Dr. Manmohan Singh, the prime Minister of India, referring to the newly opened terminal 3 in Delhis Indra Gandhi International Airport said, an Airport if often the first introduction to a country (state). By the same token it might be said that Agartala Airport would be the first introduction to Tripura that a visitor would get. How irrational that the image of Tripura that will be served on a platter to a visitor would be the image of a gentleman, who was but a mere visitor to the state, however great his credentials may be. Sir, despite the brutal marauding we the indigenous Borok people have been subjected to by people who have settle here from elsewhere, we still feel for this land. It is the only homeland we have had since time immemorial. We request you not to ridicule any further the few remnants of identity we still possess. To satisfy compulsions political or otherwise, that you may have, we request you to pick on less sensitive and less volatile artifacts.
As the preeminent specimen of a people and as one holding the high office of the Chief Minister of the Land, we address you Sir, do not betray and trample on the aspirations and dignity of a people that welcomed you to their land, although, like in the legend of the camel, we finally got pushed out of all realms that matter. Your very credentials to talk about Tagore a person who passionately defended the culture and heritage of peoples and groups however small and marginalized, gets laughably blurred. We consider this latest antic of your Government, by far the most evident way of hurting us; thereby also putting the great Tagore to shame and diminishing an entire race.
Sir, the magnanimity and moral authority of a government, we believe, is indicated in the way it treats the weakest among its subjects.
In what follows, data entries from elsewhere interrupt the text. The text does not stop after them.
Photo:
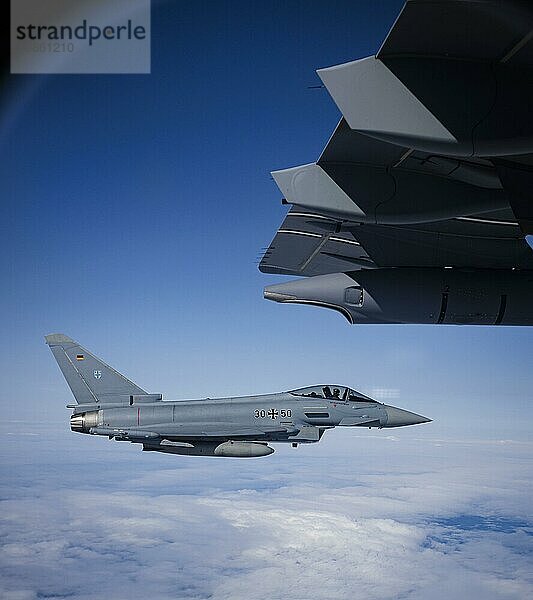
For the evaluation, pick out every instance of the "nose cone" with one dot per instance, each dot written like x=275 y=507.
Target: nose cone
x=397 y=417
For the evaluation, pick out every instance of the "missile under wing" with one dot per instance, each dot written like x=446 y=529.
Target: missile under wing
x=418 y=209
x=108 y=404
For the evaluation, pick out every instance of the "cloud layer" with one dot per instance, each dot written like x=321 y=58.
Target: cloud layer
x=359 y=519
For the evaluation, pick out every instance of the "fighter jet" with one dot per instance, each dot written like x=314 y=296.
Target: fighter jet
x=419 y=208
x=109 y=404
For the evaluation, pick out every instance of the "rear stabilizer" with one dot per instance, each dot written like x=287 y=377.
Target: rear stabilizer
x=90 y=379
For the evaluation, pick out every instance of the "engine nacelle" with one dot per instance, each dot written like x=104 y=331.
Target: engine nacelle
x=415 y=295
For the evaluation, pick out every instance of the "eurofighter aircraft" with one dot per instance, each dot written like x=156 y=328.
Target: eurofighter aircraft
x=419 y=208
x=109 y=404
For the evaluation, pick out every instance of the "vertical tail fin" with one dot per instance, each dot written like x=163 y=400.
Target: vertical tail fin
x=90 y=379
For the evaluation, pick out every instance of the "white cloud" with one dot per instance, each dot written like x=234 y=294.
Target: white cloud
x=320 y=523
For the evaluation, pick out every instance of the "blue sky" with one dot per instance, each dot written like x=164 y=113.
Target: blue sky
x=134 y=209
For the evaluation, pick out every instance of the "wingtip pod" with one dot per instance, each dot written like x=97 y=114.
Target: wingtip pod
x=56 y=339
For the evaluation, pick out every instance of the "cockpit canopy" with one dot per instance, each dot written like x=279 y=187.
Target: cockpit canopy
x=331 y=392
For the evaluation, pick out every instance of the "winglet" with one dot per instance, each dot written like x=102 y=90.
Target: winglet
x=56 y=339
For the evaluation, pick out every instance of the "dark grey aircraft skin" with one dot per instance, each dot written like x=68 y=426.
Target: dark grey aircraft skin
x=419 y=207
x=110 y=405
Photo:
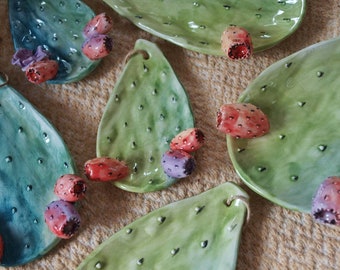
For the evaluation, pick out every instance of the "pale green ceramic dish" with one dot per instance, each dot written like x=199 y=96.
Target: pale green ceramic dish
x=197 y=233
x=300 y=94
x=147 y=108
x=32 y=157
x=198 y=25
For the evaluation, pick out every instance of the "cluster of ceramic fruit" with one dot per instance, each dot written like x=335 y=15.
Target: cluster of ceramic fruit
x=38 y=66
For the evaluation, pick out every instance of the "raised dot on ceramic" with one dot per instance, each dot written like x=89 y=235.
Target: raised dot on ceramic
x=294 y=178
x=161 y=219
x=174 y=251
x=98 y=265
x=322 y=147
x=204 y=244
x=140 y=261
x=261 y=169
x=301 y=103
x=198 y=209
x=319 y=74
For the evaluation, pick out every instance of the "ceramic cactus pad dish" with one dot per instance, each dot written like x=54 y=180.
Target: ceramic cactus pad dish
x=201 y=232
x=198 y=25
x=300 y=95
x=146 y=109
x=32 y=157
x=57 y=27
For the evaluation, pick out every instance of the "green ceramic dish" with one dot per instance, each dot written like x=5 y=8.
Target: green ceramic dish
x=32 y=157
x=198 y=25
x=300 y=95
x=146 y=109
x=197 y=233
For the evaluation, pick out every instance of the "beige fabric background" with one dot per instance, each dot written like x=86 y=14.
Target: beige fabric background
x=275 y=238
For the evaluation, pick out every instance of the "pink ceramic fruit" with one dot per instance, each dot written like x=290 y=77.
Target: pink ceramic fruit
x=105 y=169
x=236 y=43
x=242 y=120
x=100 y=24
x=188 y=140
x=62 y=218
x=1 y=248
x=326 y=202
x=178 y=163
x=42 y=71
x=70 y=187
x=97 y=46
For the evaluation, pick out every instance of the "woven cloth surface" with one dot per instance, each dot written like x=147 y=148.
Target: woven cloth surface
x=274 y=238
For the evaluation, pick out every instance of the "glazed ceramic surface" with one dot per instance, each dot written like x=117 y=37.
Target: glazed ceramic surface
x=200 y=232
x=146 y=109
x=56 y=26
x=32 y=157
x=300 y=95
x=198 y=25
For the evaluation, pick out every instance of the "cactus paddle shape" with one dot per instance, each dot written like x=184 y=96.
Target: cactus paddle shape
x=300 y=96
x=32 y=157
x=56 y=26
x=146 y=109
x=198 y=25
x=201 y=232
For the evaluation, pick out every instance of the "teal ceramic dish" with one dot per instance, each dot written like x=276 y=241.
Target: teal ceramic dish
x=198 y=25
x=32 y=157
x=300 y=95
x=56 y=26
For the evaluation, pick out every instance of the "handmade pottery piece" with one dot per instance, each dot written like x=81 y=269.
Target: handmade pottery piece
x=57 y=26
x=146 y=110
x=198 y=25
x=201 y=232
x=300 y=96
x=32 y=157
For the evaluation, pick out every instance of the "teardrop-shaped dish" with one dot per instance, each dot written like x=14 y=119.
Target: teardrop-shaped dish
x=147 y=108
x=56 y=26
x=198 y=25
x=32 y=157
x=300 y=95
x=198 y=233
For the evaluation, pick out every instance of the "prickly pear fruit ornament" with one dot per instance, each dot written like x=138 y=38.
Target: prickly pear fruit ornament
x=32 y=157
x=326 y=202
x=57 y=26
x=146 y=109
x=205 y=234
x=300 y=96
x=198 y=25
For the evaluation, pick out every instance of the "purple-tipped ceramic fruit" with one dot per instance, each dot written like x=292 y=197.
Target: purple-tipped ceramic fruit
x=236 y=43
x=62 y=218
x=188 y=140
x=104 y=169
x=100 y=24
x=70 y=187
x=97 y=46
x=42 y=71
x=326 y=202
x=178 y=163
x=24 y=57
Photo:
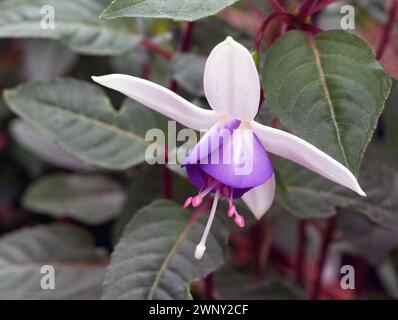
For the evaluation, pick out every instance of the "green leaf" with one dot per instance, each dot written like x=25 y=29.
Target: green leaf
x=76 y=25
x=46 y=59
x=79 y=117
x=79 y=267
x=145 y=187
x=90 y=199
x=188 y=71
x=44 y=148
x=311 y=196
x=174 y=9
x=329 y=91
x=155 y=256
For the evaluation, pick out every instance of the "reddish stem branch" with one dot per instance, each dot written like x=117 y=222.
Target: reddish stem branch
x=185 y=44
x=301 y=251
x=186 y=38
x=388 y=30
x=322 y=5
x=286 y=17
x=276 y=5
x=306 y=9
x=167 y=55
x=323 y=252
x=208 y=293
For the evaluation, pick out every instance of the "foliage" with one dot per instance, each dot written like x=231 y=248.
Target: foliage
x=77 y=194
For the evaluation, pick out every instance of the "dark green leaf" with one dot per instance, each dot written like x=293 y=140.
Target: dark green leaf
x=155 y=256
x=311 y=196
x=79 y=117
x=78 y=267
x=188 y=71
x=44 y=148
x=329 y=91
x=174 y=9
x=76 y=25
After having made the Indigenous people of Tripura an impotent minority, if you continue to bulldoze them, it betrays on your part a desire for annihilation. Let us forget magnanimity; at least allow us to live with basic human dignity.
We as a race, Sir, have struggled, and have undergone untold misery in our homeland; we have suffered loss of land, identity, status and opportunity thanks to your people thats took advantage of our goodness and swarmed on us and stifled us. But we beg to submit, we have not lost our dignity, our pride, our basic human decency.
Your community too have struggled and suffered a lot. But somewhere along the line, among other things, we fear, you lost your pride; your nobility. Perhaps, it is we who deserve chiding for presupposing that you understand any more concepts like magnanimity. People like Tagore get sullied when the likes of you pretend to honor him.
Today I feel thankful that I am not one of your race. Had I been, I would have felt ashamed. More ashamed than what I felt when I lost my Homeland to you, more ashamed than what I felt now, that you are taking away our face from this land. This are things we can we will have to live with perhaps. But the shame of robbing someone you should be helping, stabbing someone you should be protecting the shame is unbearable for us. We are Indigenous Borok , Sir.